• SEC Charges Another Public Company with Violating Regulation FD -- The Perils of Privately Reaffirming Publicly Disclosed Earnings Guidance
  • May 17, 2005 | Author: Ross H. Parr
  • Law Firm: Womble Carlyle Sandridge & Rice - Charlotte Office
  • On March 24, 2005, the SEC charged Flowserve Corporation, its CEO and director of investor relations with violating Regulation FD and Section 13(a) of the Securities Exchange Act of 1934, as amended. Although the SEC has initiated over a half dozen Regulation FD proceedings since the Regulation became effective in October 2000, this is the first case to allege that a senior officer's reaffirmation of a company's previously disclosed earnings forecasts violated Regulation FD. It is also the first case that the SEC filed against a company's director of investor relations. Flowserve and the two executives settled with the SEC without admitting or denying the charges.

    In early 2002, Flowserve publicly disclosed its estimate of 2002 earnings per share in the range of $1.90 to $2.30. In successive public announcements, it lowered the estimate in July to $1.70 to $1.90 per share and lowered it again in September to $1.45 to $1.55 per share. Flowserve publicly reaffirmed its September earnings guidance on October 22, 2002. On November 19, 2002, Flowserve's CEO and director of investor relations held a private meeting with selected investment and brokerage firms, during which the officers once again reaffirmed Flowserve's earnings guidance. The next day an analyst who had attended the private meeting published a report, which was distributed to subscribers of Thomson's First Call, noting Flowserve's reaffirmation of its previously disclosed earnings guidance.

    On November 21, Flowserve's trading volume increased by 75% and the price of its common stock closed approximately 6% higher than it had on November 20. Flowserve did not file a Form 8-K disclosing the private reaffirmation of its earnings guidance until after the market closed on November 21, 2002.

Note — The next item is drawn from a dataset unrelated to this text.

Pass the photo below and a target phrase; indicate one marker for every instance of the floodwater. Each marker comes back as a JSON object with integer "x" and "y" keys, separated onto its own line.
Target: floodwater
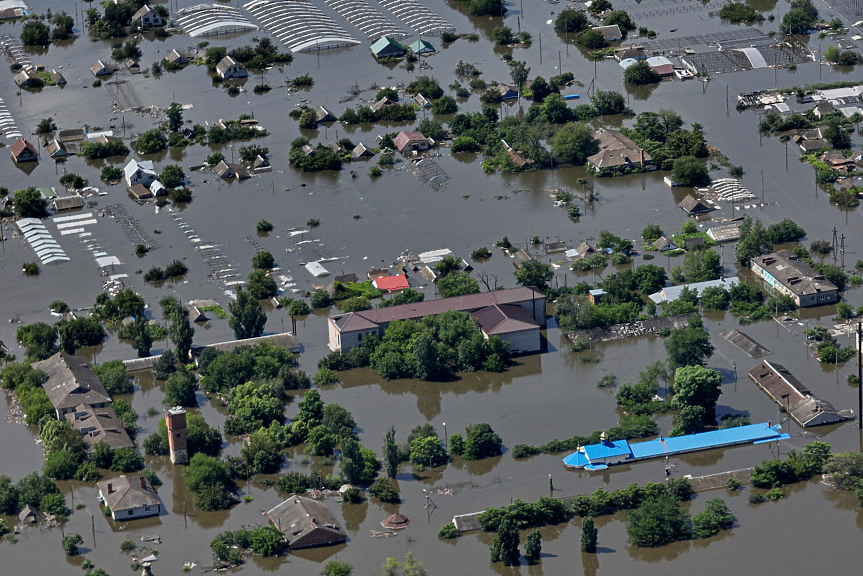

    According to the SEC, Flowserve's private reaffirmation of its earnings guidance (almost one month after Flowserve's most recent public reaffirmation of earnings guidance) constituted selective disclosure of material nonpublic information. As a result, the two-day delay in the public announcement of Flowserve's November 19 private reaffirmation of earnings guidance violated Regulation FD's contemporaneous public disclosure requirement.

    The Flowserve enforcement action demonstrates once again the perils of private meetings with market professionals. In particular, it underscores the importance of pre-meeting planning, i.e., thoroughly vetting questions that might arise during the meeting and considering whether the company's responses to such questions might trigger Regulation FD.